Generic `docxtpl` inline-image binding is also supported through the same
template entrypoint:

```python
from pathlib import Path

from docxrender import DocxRenderer, DocxTemplateImageSpec

renderer = DocxRenderer().with_template(
    file_template=Path("template.docx"),
    context={"report_title": "Example Report"},
    inline_images={
        "cover_image": DocxTemplateImageSpec(
            file_image=Path("cover.png"),
            width_mm=120,
        ),
    },
)
```

The same renderer can convert the current DOCX to PDF:

```python
from pathlib import Path

from docxrender import DocxRenderer

result = (
    DocxRenderer(file_docx=Path("report.docx"))
    .with_pdf_conversion(
        exe_libreoffice=Path("/usr/bin/libreoffice"),
        dir_user_profile=Path("tmp/lo-profile"),
        file_out_pdf=Path("report.pdf"),
    )
    .write_pdf()
)
print(result.file_pdf)
```

Advanced explicit dataclass DOCX write example:

```python
from pathlib import Path

from docxrender import (
    DocxFontStyle,
    DocxParagraphStyle,
    DocxSizeStyle,
    DocxStyle,
    DocxTableStyle,
    DocxWriteOptions,
    write_docx,
)

style = DocxStyle(
    fonts=DocxFontStyle(
        font_name_latin="Times New Roman",
        font_name_body_east_asia="宋体",
        font_name_heading_east_asia="宋体",
    ),
    sizes=DocxSizeStyle(
        pt_title_page_title=36.0,
        pt_title_page_meta=18.0,
        pt_title_page_compiler=15.0,
        pt_body=12.0,
        pt_caption=10.5,
        pt_table=12.0,
        pt_heading_by_level={1: 16.0, 2: 14.0, 3: 12.0},
    ),
    table=DocxTableStyle(
        border_color="000000",
        stripe_fill_color="D9D9D9",
        border_size_main="12",
        border_size_header="6",
        line_spacing=1.5,
    ),
    paragraph=DocxParagraphStyle(
        line_spacing_body=1.5,
        line_spacing_note=1.2,
        first_line_indent_cm=0.74,
    ),
)

result = write_docx(
    DocxWriteOptions(
        file_template=Path("template.docx"),
        file_out_docx=Path("report.docx"),
        context={"report_title": "Example Report"},
        markdown_body="# Summary\n\nBody text.",
        dir_base=Path("."),
        style=style,
    )
)
print(result.file_docx)
```

The template should contain a paragraph whose text is the body anchor token:

```text
{{ body_anchor }}
```

`docxrender` sets `body_anchor` in the template context when the caller does not
provide it.

## Style Configuration

`docxrender` does not read TOML, JSON, YAML, or any other config file in its public
API. Callers convert their own configuration into `DocxStyle`.

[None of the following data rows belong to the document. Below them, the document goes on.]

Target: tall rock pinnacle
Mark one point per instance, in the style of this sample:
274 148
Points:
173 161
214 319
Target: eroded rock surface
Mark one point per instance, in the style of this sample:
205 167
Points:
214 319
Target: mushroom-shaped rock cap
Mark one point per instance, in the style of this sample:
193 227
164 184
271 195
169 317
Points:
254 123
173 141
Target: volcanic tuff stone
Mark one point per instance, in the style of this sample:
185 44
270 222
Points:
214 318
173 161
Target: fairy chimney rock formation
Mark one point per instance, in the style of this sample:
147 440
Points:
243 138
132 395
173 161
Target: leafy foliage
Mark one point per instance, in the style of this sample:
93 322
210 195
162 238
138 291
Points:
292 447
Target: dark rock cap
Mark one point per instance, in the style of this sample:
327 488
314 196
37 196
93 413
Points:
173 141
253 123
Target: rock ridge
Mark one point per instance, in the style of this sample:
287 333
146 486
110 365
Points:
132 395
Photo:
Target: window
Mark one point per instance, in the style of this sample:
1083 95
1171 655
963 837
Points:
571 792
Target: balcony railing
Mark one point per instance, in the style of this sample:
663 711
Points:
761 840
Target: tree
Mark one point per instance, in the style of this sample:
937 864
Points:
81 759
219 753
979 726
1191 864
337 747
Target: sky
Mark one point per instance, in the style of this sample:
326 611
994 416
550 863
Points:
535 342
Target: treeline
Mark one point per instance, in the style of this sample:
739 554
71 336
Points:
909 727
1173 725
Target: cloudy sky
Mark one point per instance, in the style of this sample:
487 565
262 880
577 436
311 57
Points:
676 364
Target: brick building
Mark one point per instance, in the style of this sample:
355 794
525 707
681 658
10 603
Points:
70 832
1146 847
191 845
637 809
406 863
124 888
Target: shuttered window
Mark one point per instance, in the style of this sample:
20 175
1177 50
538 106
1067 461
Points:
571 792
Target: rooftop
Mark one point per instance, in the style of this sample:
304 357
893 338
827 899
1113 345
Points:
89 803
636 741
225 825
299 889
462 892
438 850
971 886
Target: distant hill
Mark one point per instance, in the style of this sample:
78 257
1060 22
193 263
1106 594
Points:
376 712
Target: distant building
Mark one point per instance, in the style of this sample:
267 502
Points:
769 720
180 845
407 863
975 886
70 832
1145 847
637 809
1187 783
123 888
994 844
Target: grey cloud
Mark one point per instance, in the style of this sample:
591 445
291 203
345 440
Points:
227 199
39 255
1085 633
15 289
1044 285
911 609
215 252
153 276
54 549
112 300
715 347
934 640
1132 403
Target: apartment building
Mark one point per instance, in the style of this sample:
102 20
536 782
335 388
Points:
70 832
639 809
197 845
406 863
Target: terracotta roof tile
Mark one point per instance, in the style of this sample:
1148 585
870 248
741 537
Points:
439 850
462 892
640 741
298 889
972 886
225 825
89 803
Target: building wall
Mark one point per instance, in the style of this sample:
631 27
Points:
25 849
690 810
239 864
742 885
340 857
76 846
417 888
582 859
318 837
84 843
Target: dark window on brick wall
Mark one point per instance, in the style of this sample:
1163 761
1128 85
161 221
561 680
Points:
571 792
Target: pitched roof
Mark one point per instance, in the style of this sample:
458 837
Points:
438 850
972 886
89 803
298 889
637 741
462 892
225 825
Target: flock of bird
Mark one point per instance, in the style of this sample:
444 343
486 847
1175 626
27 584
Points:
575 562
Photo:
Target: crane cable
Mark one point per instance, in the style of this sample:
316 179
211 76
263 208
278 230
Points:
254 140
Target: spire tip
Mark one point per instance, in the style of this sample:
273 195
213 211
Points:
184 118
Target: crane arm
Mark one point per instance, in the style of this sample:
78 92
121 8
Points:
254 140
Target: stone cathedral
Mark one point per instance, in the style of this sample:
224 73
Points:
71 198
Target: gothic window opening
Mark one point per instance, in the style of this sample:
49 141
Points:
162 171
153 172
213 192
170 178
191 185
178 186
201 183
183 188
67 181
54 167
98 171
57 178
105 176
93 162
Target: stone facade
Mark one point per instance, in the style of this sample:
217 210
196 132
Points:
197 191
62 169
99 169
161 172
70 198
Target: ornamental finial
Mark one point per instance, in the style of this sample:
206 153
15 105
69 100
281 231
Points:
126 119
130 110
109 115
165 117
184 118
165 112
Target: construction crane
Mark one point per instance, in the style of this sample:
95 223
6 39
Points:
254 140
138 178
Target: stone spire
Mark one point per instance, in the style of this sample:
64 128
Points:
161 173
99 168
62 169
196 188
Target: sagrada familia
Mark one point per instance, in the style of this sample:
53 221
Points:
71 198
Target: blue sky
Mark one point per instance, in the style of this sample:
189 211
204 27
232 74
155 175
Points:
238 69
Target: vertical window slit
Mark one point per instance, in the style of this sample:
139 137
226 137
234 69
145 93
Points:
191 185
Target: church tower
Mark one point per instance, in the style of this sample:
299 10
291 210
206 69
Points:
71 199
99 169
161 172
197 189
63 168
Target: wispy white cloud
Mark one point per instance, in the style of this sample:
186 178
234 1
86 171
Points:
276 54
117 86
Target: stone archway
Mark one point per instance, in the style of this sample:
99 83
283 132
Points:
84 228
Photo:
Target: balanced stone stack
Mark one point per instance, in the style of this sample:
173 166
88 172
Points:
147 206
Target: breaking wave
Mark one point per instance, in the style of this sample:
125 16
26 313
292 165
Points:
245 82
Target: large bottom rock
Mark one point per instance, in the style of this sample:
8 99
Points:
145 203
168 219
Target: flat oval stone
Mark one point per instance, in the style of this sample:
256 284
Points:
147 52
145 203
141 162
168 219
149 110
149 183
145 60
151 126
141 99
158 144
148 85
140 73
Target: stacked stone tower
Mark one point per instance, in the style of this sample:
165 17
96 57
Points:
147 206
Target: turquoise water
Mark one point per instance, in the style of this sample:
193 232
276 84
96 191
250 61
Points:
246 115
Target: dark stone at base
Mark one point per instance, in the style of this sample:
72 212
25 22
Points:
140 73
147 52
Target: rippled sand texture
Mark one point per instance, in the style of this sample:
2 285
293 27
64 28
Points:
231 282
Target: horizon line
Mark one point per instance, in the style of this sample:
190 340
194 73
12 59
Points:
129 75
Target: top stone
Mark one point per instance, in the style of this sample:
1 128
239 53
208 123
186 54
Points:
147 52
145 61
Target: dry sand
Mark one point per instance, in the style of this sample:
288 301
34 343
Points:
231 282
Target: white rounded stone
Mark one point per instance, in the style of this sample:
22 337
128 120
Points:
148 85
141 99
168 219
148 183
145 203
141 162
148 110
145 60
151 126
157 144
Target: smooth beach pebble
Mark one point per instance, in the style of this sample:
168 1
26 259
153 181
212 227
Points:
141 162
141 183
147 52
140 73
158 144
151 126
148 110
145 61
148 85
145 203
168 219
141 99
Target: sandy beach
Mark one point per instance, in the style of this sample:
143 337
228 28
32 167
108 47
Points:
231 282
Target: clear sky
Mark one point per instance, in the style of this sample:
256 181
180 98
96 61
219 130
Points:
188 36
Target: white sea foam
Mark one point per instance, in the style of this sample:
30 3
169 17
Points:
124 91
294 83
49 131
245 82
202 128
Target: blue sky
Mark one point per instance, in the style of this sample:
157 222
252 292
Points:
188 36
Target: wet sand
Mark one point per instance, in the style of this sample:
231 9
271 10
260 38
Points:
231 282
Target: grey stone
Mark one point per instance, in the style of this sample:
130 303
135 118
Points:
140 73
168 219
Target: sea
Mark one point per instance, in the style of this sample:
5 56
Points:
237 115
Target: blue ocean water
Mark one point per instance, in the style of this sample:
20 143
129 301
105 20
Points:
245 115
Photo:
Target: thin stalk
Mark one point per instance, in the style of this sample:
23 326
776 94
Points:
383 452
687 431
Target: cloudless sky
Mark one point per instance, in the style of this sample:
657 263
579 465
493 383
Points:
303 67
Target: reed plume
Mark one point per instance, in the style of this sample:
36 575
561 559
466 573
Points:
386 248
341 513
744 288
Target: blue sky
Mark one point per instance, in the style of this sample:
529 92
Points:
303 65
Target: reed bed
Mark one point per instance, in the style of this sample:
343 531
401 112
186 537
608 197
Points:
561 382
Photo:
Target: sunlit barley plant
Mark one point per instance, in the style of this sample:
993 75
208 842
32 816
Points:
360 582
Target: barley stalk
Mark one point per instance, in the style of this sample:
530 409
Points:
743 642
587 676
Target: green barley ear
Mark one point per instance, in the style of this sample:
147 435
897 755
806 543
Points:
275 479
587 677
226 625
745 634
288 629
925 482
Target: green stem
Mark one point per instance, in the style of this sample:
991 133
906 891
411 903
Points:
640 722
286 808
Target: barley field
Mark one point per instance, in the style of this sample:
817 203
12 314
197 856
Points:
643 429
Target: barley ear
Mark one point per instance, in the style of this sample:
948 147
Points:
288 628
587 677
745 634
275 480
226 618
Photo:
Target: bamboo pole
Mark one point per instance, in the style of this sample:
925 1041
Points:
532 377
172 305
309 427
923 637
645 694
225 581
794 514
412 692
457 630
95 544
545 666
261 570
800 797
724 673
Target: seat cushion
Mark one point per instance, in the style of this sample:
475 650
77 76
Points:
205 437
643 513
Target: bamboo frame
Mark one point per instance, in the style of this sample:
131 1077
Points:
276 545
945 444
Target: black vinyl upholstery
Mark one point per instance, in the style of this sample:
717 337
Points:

The initial style model is based on:

```text
/home/fqzhang/project/workflows/resources/common/report/style.toml
```

That file is a reference for fields and defaults, not a runtime dependency of
the package.

## Non-Goals

`docxrender` does not own:

- report manifest schemas
- workflow resource layout
- Jinja section discovery
- product-specific context builders
- figure registries or captions
- `Result/...` delivery path semantics
- `结果目录` text generation
- style config file readers

## Tests

Run the current test suite:

```bash
pdm run python -m pytest -v
```

`ty` is available as an advisory type checker beside pyright:

```bash
pdm run ty check .
```

Pyright remains the primary type gate.

The suite currently covers public API construction, minimal DOCX writing,
markdown body insertion, basic style application, and the boundary that
`docxrender` does not import product repositories.